Ils n'ont d'ailleurs pas perdu de temps pour envoyer des flèches au gouvernement Trudeau et soulever tous les ratés du système, depuis son implantation il y a sept mois.

De nombreux membres du comité ont soulevé le fait que le ministère des Services publics et de l'Approvisionnement ait déployé le système Phénix malgré des avertissements lui indiquant de ne pas aller de l'avant avec la mise en place, notamment de la part des syndicats de la fonction publique.

Judy Foote a expliqué devant le comité qu'elle a reçu plusieurs avis l'assurant que le système Phénix était prêt à être déployé au printemps.

« Je ne suis pas prête à dire que nous sommes précipités à le faire, parce que je sais que j'ai sans cesse posé des questions », a-t-elle déclaré.

La ministre Foote a tenté de faire comprendre au comité qu'elle n'avait pas eu le choix de déployer la deuxième phase de Phénix, car l'ancien système et le nouveau ne pouvaient continuer à fonctionner simultanément.

La ministre a toutefois refusé de révéler qui lui a donné ces directives.
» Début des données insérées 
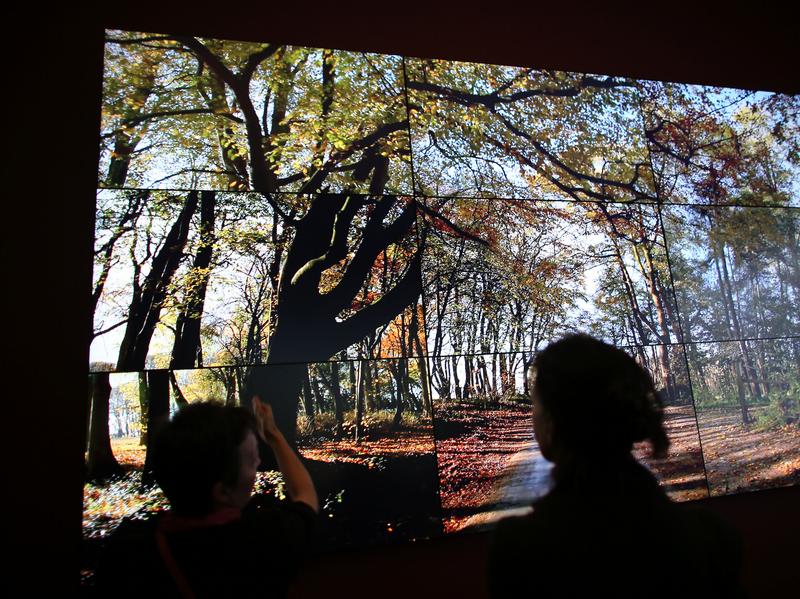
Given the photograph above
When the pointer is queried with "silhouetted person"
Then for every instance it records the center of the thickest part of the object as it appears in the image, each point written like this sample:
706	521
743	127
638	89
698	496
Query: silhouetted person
606	529
216	541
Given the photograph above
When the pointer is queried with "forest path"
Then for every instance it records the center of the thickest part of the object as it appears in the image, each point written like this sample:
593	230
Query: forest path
742	457
487	461
490	464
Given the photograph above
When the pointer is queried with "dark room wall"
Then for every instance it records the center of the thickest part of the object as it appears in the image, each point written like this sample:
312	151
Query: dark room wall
52	98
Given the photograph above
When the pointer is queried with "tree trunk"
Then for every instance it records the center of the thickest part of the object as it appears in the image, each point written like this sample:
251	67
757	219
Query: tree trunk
456	382
180	399
100	461
740	392
157	415
401	378
187	349
359	397
337	398
308	398
145	309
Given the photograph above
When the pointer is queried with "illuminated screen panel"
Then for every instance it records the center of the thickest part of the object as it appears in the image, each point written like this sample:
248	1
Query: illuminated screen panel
490	465
747	409
284	221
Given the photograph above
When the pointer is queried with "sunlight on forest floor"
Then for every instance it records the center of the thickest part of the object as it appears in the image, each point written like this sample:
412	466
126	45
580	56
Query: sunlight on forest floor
681	471
474	448
411	441
744	458
489	459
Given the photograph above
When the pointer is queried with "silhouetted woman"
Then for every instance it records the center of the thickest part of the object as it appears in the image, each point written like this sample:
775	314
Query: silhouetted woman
606	528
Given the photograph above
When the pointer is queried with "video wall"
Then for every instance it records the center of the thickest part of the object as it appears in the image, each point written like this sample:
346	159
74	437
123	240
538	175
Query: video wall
379	245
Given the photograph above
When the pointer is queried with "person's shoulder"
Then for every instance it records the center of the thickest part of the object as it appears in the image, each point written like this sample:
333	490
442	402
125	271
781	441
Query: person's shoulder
293	522
707	527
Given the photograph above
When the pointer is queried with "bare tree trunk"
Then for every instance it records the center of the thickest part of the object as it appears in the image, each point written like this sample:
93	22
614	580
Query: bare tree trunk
100	461
157	382
359	397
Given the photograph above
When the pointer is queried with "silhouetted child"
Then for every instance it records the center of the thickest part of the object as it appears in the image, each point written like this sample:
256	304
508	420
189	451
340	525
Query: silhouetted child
606	529
215	541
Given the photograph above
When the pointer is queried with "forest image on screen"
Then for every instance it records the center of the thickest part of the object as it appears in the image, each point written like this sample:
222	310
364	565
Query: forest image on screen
379	245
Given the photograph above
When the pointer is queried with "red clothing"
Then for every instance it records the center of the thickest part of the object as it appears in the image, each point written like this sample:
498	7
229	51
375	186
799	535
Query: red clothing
223	555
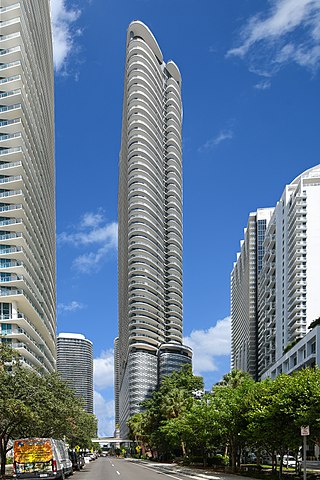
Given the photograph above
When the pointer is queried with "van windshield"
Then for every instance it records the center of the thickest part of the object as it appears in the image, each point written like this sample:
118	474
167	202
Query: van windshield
32	467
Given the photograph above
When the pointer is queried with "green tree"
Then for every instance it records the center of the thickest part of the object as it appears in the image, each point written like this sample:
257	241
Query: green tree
160	426
230	407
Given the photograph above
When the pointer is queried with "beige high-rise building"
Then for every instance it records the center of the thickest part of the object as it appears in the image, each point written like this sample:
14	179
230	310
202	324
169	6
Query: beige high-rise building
150	224
27	178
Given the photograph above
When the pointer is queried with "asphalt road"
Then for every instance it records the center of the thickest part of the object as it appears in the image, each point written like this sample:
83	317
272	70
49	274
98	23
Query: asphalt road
111	468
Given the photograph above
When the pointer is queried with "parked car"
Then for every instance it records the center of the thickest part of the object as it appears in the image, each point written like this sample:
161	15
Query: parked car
87	457
288	461
41	458
76	459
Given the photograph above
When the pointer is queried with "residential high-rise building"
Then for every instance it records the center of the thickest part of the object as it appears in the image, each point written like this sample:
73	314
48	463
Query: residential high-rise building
244	294
27	178
150	222
75	365
289	295
276	289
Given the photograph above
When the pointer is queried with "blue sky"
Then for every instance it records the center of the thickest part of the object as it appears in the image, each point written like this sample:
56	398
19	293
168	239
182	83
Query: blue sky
250	72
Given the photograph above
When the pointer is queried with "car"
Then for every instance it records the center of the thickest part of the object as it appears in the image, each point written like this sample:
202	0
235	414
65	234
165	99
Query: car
288	461
76	459
41	457
88	457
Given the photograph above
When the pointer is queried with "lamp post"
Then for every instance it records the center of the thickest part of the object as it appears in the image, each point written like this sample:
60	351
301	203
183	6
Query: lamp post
305	432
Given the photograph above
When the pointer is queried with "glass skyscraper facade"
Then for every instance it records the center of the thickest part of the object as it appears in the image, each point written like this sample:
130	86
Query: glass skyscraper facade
75	365
150	222
27	182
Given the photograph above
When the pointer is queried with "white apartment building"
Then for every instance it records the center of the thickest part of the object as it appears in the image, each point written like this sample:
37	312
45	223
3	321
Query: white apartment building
244	293
27	178
275	284
150	223
289	297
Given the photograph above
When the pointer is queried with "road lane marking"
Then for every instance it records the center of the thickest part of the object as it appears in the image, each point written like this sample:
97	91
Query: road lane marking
162	473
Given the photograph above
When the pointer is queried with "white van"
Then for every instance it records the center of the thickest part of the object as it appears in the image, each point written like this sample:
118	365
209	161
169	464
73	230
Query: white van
41	458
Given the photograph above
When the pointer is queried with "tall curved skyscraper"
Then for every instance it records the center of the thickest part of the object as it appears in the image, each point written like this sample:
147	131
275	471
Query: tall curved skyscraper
27	182
150	223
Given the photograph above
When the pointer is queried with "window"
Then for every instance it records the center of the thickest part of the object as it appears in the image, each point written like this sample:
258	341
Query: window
6	328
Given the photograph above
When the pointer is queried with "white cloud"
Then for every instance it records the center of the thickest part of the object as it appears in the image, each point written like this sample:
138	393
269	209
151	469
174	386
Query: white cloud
104	411
92	230
288	32
264	85
107	233
70	307
209	344
213	142
63	35
103	368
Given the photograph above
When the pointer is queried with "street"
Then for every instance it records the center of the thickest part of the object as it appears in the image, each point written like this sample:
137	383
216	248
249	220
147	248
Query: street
111	468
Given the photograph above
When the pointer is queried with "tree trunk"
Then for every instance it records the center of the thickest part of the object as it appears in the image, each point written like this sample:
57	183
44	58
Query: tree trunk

Pendant la réunion du comité parlementaire, des députés libéraux et conservateurs ont pris part à une confrontation. Chacun a tenté de jeter le blâme du fiasco Phénix sur l'autre.
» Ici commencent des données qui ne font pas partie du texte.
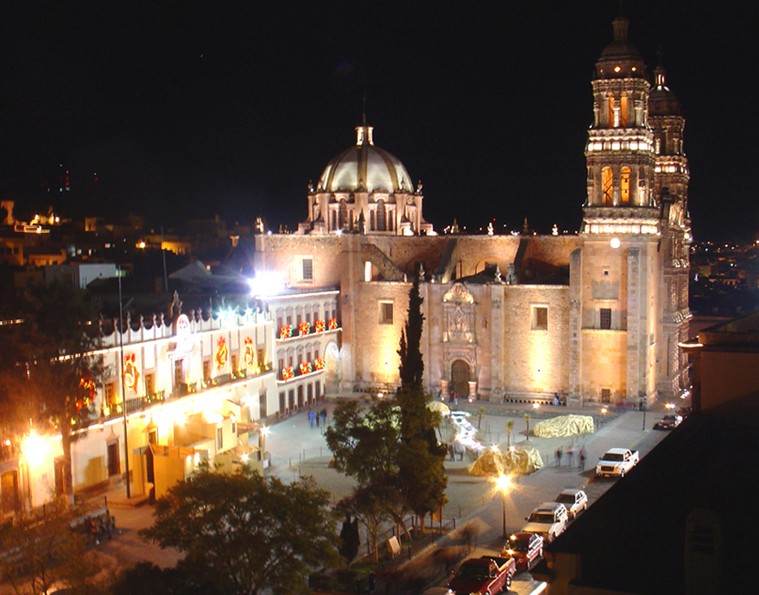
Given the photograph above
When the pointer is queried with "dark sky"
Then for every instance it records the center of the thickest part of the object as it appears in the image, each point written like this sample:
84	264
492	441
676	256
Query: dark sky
190	109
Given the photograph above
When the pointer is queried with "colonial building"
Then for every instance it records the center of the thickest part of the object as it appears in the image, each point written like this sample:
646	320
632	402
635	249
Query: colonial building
178	390
595	316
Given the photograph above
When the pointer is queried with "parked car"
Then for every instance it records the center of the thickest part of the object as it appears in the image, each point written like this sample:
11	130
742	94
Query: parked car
616	462
525	548
576	501
668	422
549	520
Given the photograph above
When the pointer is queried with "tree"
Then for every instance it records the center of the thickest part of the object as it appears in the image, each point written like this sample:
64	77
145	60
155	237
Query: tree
49	374
246	533
420	460
349	538
365	444
412	364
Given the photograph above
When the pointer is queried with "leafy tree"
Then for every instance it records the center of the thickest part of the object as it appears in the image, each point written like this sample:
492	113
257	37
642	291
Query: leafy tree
47	371
365	444
247	533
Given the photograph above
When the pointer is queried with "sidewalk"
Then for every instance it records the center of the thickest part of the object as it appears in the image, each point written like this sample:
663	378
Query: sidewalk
299	450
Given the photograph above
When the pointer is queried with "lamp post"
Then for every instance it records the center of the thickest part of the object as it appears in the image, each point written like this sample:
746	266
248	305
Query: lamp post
262	444
644	406
123	391
502	484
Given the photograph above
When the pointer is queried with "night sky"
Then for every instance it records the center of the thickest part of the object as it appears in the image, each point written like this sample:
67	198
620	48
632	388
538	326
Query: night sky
190	109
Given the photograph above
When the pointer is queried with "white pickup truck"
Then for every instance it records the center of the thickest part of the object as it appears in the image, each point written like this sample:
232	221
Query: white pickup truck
616	462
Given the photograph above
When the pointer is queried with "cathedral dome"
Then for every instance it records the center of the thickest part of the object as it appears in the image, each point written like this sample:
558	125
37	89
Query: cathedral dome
620	59
365	168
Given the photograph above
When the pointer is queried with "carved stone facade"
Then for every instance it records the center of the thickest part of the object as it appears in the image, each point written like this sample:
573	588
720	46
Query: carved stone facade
594	316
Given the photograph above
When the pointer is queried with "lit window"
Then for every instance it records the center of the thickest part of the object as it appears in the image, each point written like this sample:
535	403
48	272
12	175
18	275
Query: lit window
307	269
386	313
607	186
539	318
624	185
605	318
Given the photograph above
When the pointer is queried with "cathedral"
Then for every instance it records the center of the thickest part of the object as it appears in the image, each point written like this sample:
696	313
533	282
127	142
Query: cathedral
595	316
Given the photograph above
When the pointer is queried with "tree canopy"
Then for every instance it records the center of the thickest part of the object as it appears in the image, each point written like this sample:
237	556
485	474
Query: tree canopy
248	533
47	371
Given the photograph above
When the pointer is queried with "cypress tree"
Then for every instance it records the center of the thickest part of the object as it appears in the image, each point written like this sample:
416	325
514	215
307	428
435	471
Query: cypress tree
420	459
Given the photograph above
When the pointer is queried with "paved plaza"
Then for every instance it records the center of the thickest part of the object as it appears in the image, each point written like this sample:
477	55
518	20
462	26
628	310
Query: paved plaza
296	449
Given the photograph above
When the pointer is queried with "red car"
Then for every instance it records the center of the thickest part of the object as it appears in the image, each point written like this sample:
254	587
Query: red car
525	548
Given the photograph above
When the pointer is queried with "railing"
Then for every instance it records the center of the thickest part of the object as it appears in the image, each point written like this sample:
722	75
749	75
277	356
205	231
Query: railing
140	403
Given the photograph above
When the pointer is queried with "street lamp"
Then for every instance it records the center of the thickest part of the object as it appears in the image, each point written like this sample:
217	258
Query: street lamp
123	390
502	484
262	444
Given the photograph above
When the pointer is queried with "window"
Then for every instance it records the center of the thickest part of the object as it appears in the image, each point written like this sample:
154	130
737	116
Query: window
607	186
623	110
539	318
605	320
307	269
624	185
110	396
386	313
149	384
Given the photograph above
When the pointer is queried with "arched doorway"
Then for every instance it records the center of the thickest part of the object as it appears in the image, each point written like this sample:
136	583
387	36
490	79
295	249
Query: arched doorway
460	375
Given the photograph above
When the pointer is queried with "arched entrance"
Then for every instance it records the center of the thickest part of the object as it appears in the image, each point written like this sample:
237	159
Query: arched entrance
460	375
331	368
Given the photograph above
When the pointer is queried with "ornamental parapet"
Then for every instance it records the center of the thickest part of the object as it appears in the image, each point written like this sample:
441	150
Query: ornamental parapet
288	332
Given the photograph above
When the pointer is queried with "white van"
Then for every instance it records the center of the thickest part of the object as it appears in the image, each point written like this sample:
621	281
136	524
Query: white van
549	520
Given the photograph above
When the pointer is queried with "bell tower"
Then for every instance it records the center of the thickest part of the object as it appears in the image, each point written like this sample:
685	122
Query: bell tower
620	149
671	179
615	278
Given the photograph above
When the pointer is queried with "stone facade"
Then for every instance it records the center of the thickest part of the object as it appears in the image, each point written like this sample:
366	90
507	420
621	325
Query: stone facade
595	316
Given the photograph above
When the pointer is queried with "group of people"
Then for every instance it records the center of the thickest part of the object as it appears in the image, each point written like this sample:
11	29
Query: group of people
315	417
100	527
569	453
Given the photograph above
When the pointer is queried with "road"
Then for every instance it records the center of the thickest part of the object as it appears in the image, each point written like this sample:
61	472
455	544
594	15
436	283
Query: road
471	500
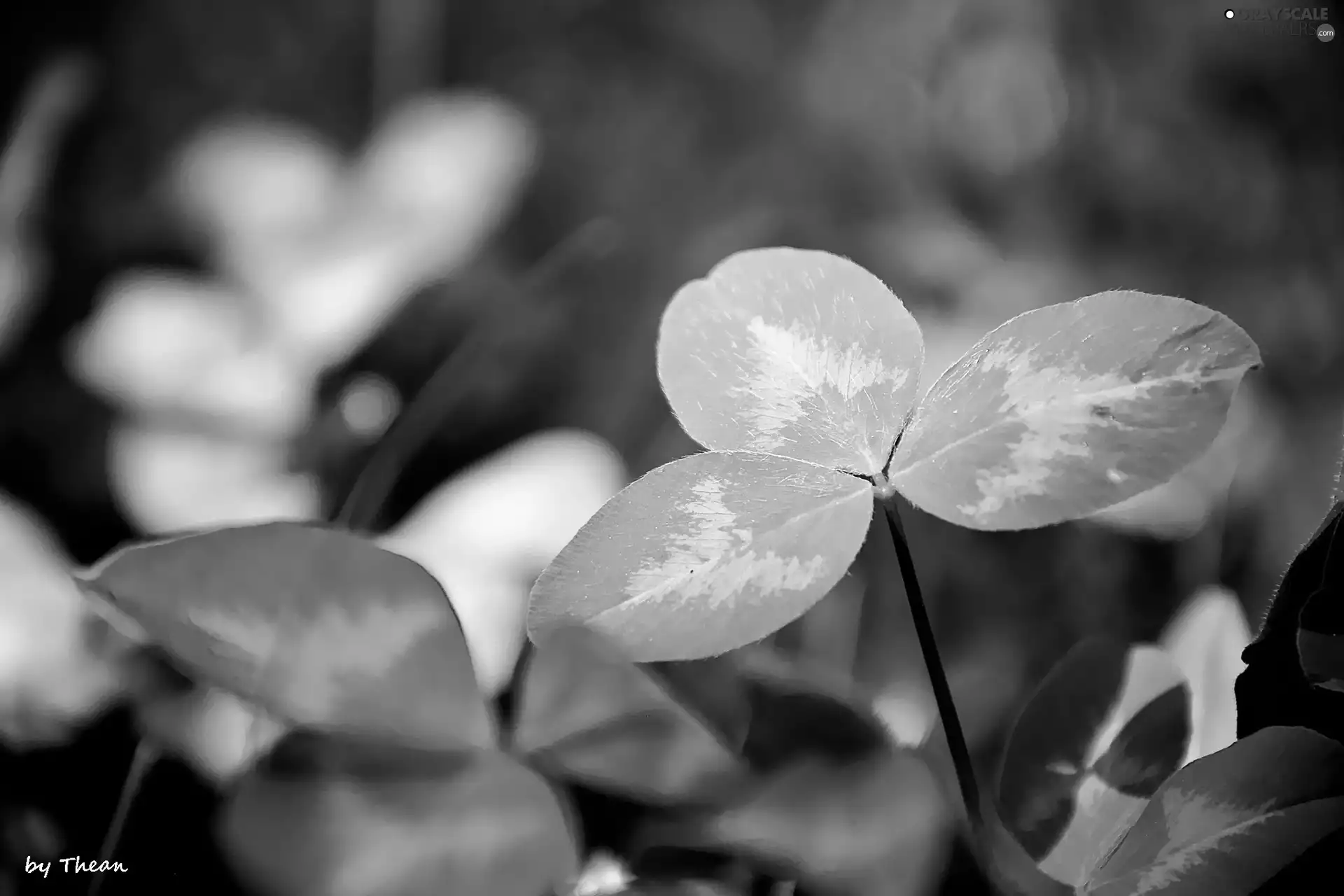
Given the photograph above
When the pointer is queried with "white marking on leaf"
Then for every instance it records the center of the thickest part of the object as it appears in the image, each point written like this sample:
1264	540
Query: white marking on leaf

Le député conservateur de Bellechasse-Les Etchemins-Lévis, Steven Blaney, a été particulièrement virulent dans ses critiques envers la ministre Foote.
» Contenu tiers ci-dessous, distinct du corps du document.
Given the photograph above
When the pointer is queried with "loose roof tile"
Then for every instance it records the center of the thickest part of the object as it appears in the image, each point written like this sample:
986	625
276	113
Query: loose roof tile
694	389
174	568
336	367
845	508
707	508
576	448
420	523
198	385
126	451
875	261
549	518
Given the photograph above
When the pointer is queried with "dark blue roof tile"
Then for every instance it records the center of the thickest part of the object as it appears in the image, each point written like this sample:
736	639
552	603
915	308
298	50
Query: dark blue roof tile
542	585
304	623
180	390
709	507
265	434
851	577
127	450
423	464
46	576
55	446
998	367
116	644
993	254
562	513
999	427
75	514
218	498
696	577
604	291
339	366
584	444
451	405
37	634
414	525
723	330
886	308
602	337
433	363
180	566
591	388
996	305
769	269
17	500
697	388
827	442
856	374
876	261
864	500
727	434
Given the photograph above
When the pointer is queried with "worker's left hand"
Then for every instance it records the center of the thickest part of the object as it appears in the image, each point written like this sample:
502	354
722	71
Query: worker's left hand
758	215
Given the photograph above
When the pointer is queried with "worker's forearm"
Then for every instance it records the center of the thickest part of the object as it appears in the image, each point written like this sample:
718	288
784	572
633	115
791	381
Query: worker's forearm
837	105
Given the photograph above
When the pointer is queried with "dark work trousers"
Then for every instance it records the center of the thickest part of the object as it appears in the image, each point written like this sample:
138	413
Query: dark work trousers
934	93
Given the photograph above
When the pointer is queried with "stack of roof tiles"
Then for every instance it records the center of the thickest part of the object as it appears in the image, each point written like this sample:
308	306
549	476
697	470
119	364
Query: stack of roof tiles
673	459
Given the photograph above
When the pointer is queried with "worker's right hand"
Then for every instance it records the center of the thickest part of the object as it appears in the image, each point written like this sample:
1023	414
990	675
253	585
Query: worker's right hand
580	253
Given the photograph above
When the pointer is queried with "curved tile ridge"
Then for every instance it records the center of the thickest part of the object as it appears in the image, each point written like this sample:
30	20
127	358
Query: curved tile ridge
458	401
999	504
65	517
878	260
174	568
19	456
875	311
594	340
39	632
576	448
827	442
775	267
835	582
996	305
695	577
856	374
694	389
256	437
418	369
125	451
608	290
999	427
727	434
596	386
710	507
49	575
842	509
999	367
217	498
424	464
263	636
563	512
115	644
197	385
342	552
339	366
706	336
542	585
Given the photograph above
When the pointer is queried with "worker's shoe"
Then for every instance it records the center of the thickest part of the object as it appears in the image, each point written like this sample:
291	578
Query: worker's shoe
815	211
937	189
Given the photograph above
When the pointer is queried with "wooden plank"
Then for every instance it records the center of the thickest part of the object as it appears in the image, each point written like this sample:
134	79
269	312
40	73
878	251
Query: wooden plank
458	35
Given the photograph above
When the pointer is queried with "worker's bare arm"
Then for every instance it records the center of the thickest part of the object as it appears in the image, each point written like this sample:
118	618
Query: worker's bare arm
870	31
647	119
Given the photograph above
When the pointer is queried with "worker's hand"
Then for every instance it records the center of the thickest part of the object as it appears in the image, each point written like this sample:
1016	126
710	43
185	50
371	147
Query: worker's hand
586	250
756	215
Il déposera d'ailleurs une motion pour inviter la ministre à donner plus de précisions sur les développements du système Phénix.

« Ça ne va pas bien à la shop. Pourquoi avoir pesé sur le bouton vert pour partir la machine quand vous le saviez que ça allait être le bordel? », s'est-il exclamé.

La ministre des Services publics et de l'Approvisionnement a répliqué que si 700 conseillers en rémunération n'avaient pas été mis la porte par le gouvernement précédent, on n'en serait peut-être pas là aujourd'hui.

Les syndicats déçus

De leur côté, les syndicats de la fonction s'attendaient à plus de réponses de la ministre lors de cette rencontre.

Plusieurs questions ont été posées, mais ils n'ont pas obtenu davantage d'explications, estiment-ils.

« Des questions étaient posées pour cibler la cause, la source des problèmes. Il n'y a pas eu de réponse directe, je trouve... "Oui c'est moi, non c'est l'autre". Il y a eu plutôt une échappatoire », estime le vice-président de l'Institut professionnel de la fonction publique du Canada (IPFPC), Stéphane Aubry.

Au total, 67 500 employés de la fonction publique fédérale éprouvent toujours des problèmes avec leur paye.

Le ministère des Services publics et de l'Approvisionnement se donne jusqu'à la fin octobre pour résoudre ces problèmes. Toutefois, les députés des partis d'opposition ainsi que les syndicats ont du mal à y croire.